Cohn's test fails if, in radix $\rm\,b,\,$ negative digits are allowed, e.g.
$\rm\,f(x)\, =\, x^3 - 9 x^2 + x-9\, =\, (x-9)\,(x^2 + 1)\,$ but $\rm\,f(10) = 101\,$ is prime.
Conversely Bouniakowski conjectured $(1857)$
that prime $\rm\, f(x)\, $ assume infinitely many prime values (excluding
cases where all the values of $\rm\,f\,$ have fixed common divisors, e.g. $\rm\, 2\: |\: x(x+1)+2\, ).$ However, except for linear polynomials (Dirichlet's theorem), this conjecture has never been proved  for any  polynomial of degree $> 1.$
Note that a result yielding the existence of one prime value extends to existence of infinitely many prime values, for any class of polynomials closed under shifts, viz. if $\rm\:f(n_1)\:$ is prime, then $\rm\:g(x) = f(x+ n_1\!+1)\:$ is prime for some $\rm\:x = n_2\in\Bbb N,\:$ etc.
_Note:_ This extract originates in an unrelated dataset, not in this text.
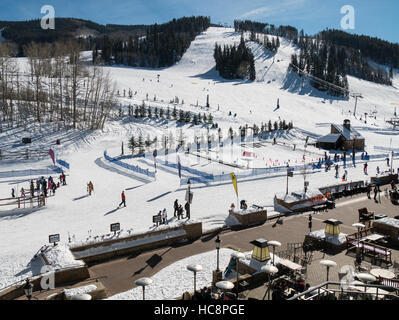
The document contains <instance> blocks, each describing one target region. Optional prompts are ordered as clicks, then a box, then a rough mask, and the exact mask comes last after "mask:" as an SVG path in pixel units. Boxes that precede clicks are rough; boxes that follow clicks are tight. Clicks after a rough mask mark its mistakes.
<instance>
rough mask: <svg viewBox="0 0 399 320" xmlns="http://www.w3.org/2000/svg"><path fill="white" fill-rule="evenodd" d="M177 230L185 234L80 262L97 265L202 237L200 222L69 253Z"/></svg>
mask: <svg viewBox="0 0 399 320" xmlns="http://www.w3.org/2000/svg"><path fill="white" fill-rule="evenodd" d="M177 230H184V231H185V233H186V234H184V235H181V236H177V237H173V238H169V239H167V238H166V239H162V240H158V241H153V242H150V243H146V244H142V245H137V246H134V247H129V248H123V249H117V250H113V251H109V252H105V253H100V254H93V255H91V256H87V257H83V258H82V260H83V261H84V262H86V263H97V262H101V261H105V260H109V259H111V258H115V257H119V256H124V255H128V254H133V253H137V252H143V251H148V250H152V249H156V248H160V247H164V246H170V245H173V244H175V243H178V242H181V241H183V240H190V241H192V240H195V239H198V238H199V237H201V236H202V223H201V222H200V223H191V224H186V225H183V226H180V227H174V228H169V229H163V230H160V231H154V232H148V233H144V234H139V235H134V236H131V237H127V238H123V239H116V240H112V241H105V242H99V243H95V244H92V245H86V246H81V247H76V248H72V249H71V251H72V253H78V252H80V251H83V250H87V249H91V248H97V247H103V246H104V247H106V246H110V245H112V244H115V243H120V242H126V241H132V240H133V241H134V240H139V239H142V238H146V237H151V236H157V235H162V234H167V233H168V232H171V231H177Z"/></svg>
For further detailed discussion of Bouniakowski's conjecture and related results, including heuristic and probabilistic arguments, see Chapter 6 of Ribenboim's The New Book of Prime Number Records. 
[1] Bill Dubuque, sci.math 2002-11-12, On prime producing polynomials.
[2] Murty, Ram. Prime numbers and irreducible polynomials.
Amer. Math. Monthly, Vol. 109 (2002), no. 5, 452-458.  
[3] Mott, Joe L.; Rose, Kermit. Prime producing cubic polynomials.
Ideal theoretic methods in commutative algebra, 281-317.
Lecture Notes in Pure and Appl. Math., 220, Dekker, New York, 2001.